Am completely new to docker. I’ve been following the tutorials online and everything went fairly well, until I got a unpleasant surprise. Docker loses some of my data when I restart the container.
I know I can commit changes just before I restart the container. I find this tedious. Also there’s a possibility that the host OS can restart, hence not giving me time to save the state of my docker image. My question is ; can this be done automatically?
Also I read about creating volumes which persist your data in /var/lib/docker which is good. But this is only applicable to specific directories of the docker image. I want a solution that persists the entire docker image automatically. Thanks
Right, and this is important. When you docker run a container, it gets a temporary filesystem that’s a copy-on-write version of the filesystem in its underlying image.
It is totally normal and expected to need to occasionally restart a container for whatever reason. Maybe the host system dies; I’ve had some trouble with the Docker daemon hiccuping; in multi-host environments you might need to move a container to a different host. The container should be able to reconstruct whatever state it needs on startup.
Usually a container does only one thing, and so you can specify pretty concretely where its state is. If a container runs, say, Elasticsearch, the underlying data is in /usr/share/elasticsearch/data and that should be in a volume, but besides the application and its configuration, there’s nothing else in a container.

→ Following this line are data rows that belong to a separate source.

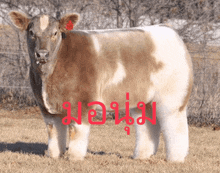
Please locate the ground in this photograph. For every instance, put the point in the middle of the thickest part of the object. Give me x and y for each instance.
(23, 141)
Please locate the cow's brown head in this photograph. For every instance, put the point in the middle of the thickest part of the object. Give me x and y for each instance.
(44, 35)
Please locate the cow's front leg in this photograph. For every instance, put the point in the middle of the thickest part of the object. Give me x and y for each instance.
(56, 136)
(79, 138)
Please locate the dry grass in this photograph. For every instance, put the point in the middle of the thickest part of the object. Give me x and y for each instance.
(23, 140)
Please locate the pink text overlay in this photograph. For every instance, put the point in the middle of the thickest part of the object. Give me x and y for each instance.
(115, 106)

One other important part of the story is docker build and the Dockerfile system. Re-running docker build is usually pretty efficient because Docker won’t repeat work it’s already done. So the best way to set things up is to write a Dockerfile to install a single application, possibly add an ENTRYPOINT script to do startup-time setup, and if you ever need to change this setup, update the Dockerfile (and hg commit it to source control) and rebuild the image.
Finally, there’s an option to map parts of the host filesystem into the container, also using the docker run -v option. This should probably be used sparingly, but I find it an extremely convenient way to inject configuration files into the container and get log files back out. (I do sort of have the impression that using host directories at all is considered not a best practice, though.)
So, in summary:
docker build an image out of your application.
Commit the build artifacts to source control, so you can easily rebuild the image later.
Use environment variables or a host directory to inject configuration; use named volumes to store data across container runs.
Now there is nothing “precious” in the container itself and you can freely docker rm it without losing anything.